Presented by the Acting Vice-Chancelior and Principal Professor D J Anderson
Harold Burnell Carter was educated at the University of Sydney, graduating with the Bachelor of Veterinary Science degree in 1933. Awarded a Walter and Eliza Hall Fellowship in Veterinary Science, he studied the skin and wool of Merino sheep at CSIRO McMaster Laboratory within the grounds of this University.
His research provided our basic knowledge on the embryology, growth, development and genetic variation in the structure and function of the skin and the wool follicle. This work led to major improvements in wool production and contributed greatly to the economic development of Australia.
From his studies on the genetic selection of Merino sheep, Harold Carter discovered that it was the 18th century scientist, Sir Joseph Banks, who had arranged for merino sheep to be transported to Australia.

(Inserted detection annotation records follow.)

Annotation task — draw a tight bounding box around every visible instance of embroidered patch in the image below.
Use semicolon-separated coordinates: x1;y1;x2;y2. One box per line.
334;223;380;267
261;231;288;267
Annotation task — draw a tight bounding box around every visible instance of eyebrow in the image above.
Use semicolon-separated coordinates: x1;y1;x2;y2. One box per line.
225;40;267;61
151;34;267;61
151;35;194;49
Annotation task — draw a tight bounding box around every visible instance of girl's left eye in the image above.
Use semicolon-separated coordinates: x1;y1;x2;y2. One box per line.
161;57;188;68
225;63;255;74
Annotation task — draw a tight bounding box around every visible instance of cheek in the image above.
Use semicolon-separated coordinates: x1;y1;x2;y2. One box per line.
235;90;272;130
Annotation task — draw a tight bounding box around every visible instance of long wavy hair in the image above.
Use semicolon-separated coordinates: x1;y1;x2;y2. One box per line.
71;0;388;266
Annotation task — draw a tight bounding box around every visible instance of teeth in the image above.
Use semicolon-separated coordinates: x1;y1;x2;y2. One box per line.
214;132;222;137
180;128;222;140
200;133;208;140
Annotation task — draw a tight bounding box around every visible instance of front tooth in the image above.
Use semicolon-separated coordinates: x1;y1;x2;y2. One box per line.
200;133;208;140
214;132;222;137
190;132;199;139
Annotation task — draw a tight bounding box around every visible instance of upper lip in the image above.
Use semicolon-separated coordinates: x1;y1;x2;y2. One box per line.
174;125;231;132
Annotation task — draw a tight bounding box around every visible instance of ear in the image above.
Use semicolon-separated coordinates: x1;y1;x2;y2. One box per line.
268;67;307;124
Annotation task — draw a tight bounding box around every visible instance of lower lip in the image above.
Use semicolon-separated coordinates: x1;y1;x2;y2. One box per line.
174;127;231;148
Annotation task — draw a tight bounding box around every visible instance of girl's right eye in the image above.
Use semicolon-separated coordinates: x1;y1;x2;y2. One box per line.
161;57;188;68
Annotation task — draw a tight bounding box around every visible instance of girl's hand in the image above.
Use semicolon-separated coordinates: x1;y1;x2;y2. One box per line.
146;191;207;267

This led Carter to undertake detailed historical research into the life and works of Banks. His research was carried out under the auspices of the Natural History Department of the British Museum and resulted in a comprehensive review of Banks' contributions to science. Between 1764 and 1820 Joseph Banks wrote some 40,000 letters. With Carter's painstaking collection of this scattered correspondence and other archival material, Joseph Banks emerged as the key figure in the growth of natural sciences in Britain at the end of the 18th century. Harold Carter, in his 87th year, is still the Director of the Banks Archive Project of the Natural History Museum in London.
He has published many papers and several books on Joseph Banks including: His Majesty's Spanish flock: Sir Joseph Banks and the Merinos of George III of England and The Sheep and Wool Correspondence of Sir Joseph Banks 1781-1820.
Harold Carter has achieved international scholarly standing in two different fields, science and history.
Chancellor, Harold Carter cannot be with us today so I present to you Dr Kenneth Ferguson, a life time colleague of Dr Carter's and formerly Director of the Institute of Animal and Food Sciences of the CSIRO to receive the degree of Doctor of Veterinary Science (honoris causa) on behalf of Harold Burnell Carter.